Why the Opteron still rocks

I am not impressed. The new Intel Nehalem technology was a milestone in chip technology. The quad core, eight threads, Core i7 920 at 2.66GHz has 94 GFlops using SSE3 streaming in the synthetic Sisoft Sandra Whetstone test. That is a hammer [Source] compared to a meager 11.4 GFlops with a dual CPU (single core) 2.8 GHz AMD Opteron 254. But looking at older programs, the Opteron is still OK, actually doing quite well.

In Sciencemark (which is preferring AMD a bit more) the Core i7 at 2.66 Ghz is scoring only little bit higher (total score 1591 blue) and the 5 year old Opteron 2.8 GHz is doing quite well (total score of 1573 RED). The current benchmark was run in a MS virtual machine (overhead 5-10%) and oher sources on the web cite a score between 1600 and 1700 for the Core i7 920 [WEB]. Well still not 3000 or 6000.

Core i7 920 at 2.66GHz
Opteron 254 at 2.80 Ghz

So whats the deal? Well first of all the Opteron 254 was released in 2005, thats almost 4 years ago and the Core i7 920 was introduced some months ago in 2009. Older applications are mostly single threaded and certainly do not use the 4 cores of the Core i7. So older applications will not run much faster, see above, GHz still count.

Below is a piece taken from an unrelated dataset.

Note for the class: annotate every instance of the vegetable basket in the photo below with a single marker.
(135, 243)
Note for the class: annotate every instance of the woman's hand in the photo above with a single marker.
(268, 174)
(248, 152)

In integer performance for example in SuperPi (mod1.5) the Core i7 2.66 Ghz runs the 1M Pi calculation in 15 seconds, the Opteron 254 at 2.8 Ghz needs 30 seconds.

The silly fact is that a lot of new software is still single threaded and many programmers do not spend a single thought on that, lets say only progressive programmers try to get into parallelization. But with the upcoming 6 and 8 core workstations and the future 80 CPU core (Intel Teraflop) or the GPU streaming cores with literally hundreds and thousands of cores, there needs to be a change.

Unfortunately also several hardware companies closed down, which wanted to bring personal cluster computing for the masses, including Orion Multisystems and SiCortex. So we have to hope that either Intel, AMD or IBM can glue more cores on a CPU and Microsoft, Intel and the open source compiler community can come up with better software solutions and compiler technologies for automatic threading and parallelization. Check out Dr. Dobbs journal which is on the forefront of reporting. To finalize it, I am not impressed with the parallelization capabilities of old software programs, they basically have none. Old applications should be run through an auto-parallelizing compiler and re-compiled with the new SSE2, SSE3 and SSE4 instruction sets.